Today's poll from the Washington Post and Capital Insight shows something interesting: When Obama lends his name to proposals on immigration, climate change or the war in Afghanistan, support drops.
Without Obama's name, 78 percent of Democrats, 60 percent of Republicans, and 70 percent of independents support a path to citizenship as part of comprehensive immigration. But when you associate that proposal with the president, support drops to 75 percent of Democrats, 61 percent of independents, and just 39 percent of Republicans -- a 21 point decline. Likewise, without Obama's name, 65 percent of Democrats, 32 percent of Republicans, and 51 percent of independents support measures to address climate change. With his name attached, Democratic and independent support increases -- to 71 percent and 55 percent, respectively -- but Republican support dips even further, to 24 percent.
Just so we're clear, there's nothing else driving the shifts. Republicans endorse an idea, then they learn Obama agrees with them, then they reject the idea they'd just endorsed.

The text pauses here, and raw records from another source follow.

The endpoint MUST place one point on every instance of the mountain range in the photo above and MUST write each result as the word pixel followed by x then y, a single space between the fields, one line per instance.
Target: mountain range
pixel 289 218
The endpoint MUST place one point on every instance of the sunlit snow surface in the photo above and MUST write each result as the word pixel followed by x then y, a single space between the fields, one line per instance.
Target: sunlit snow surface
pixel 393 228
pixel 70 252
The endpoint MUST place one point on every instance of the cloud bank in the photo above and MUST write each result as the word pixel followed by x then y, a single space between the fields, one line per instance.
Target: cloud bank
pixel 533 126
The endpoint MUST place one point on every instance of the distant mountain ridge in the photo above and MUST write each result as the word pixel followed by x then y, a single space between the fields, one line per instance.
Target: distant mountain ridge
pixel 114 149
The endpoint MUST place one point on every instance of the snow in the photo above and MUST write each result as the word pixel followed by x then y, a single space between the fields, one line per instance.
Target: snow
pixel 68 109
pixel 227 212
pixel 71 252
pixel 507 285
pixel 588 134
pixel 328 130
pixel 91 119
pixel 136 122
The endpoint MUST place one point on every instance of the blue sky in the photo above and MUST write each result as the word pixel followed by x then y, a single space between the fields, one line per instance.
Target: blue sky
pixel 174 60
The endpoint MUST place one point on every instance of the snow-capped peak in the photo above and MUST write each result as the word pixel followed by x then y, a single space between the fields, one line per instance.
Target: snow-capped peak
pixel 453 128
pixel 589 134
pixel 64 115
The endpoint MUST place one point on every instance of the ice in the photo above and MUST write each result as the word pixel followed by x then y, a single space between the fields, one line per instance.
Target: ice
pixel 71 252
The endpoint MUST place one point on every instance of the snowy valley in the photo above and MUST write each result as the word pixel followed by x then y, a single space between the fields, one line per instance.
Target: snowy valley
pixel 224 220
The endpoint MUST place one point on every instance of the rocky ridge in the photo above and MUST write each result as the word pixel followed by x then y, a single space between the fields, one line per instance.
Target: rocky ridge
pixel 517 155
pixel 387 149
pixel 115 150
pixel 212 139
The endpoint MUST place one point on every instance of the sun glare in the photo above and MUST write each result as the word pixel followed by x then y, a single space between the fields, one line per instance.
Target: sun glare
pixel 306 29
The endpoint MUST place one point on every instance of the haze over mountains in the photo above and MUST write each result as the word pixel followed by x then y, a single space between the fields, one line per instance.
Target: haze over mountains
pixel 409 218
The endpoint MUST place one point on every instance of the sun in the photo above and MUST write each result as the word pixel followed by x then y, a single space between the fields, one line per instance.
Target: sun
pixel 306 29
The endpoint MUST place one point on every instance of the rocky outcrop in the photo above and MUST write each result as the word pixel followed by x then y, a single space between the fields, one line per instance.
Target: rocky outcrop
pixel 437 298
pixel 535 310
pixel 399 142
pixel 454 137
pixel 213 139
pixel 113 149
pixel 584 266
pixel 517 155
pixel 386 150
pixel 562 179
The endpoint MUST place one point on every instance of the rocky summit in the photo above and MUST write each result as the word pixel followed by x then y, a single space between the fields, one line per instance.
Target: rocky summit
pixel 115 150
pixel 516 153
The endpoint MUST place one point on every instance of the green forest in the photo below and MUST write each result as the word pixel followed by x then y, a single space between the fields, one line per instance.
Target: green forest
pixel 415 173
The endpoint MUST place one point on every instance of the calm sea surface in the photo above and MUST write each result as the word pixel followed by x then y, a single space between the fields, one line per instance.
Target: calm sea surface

With this sentiment prevailing in Congress and with rank-and-file GOP voters, one starts to understand how and why compromise is quite literally impossible -- if Obama expresses support for his own proposals, Republicans say no, and if Obama expresses support for GOP proposals, Republicans still say no.
It creates an environment in which the two sides can't even negotiate, because one side won't take "yes" for an answer.
Is the moral of the story that the president should simply say nothing, and make his positions on issues a national mystery?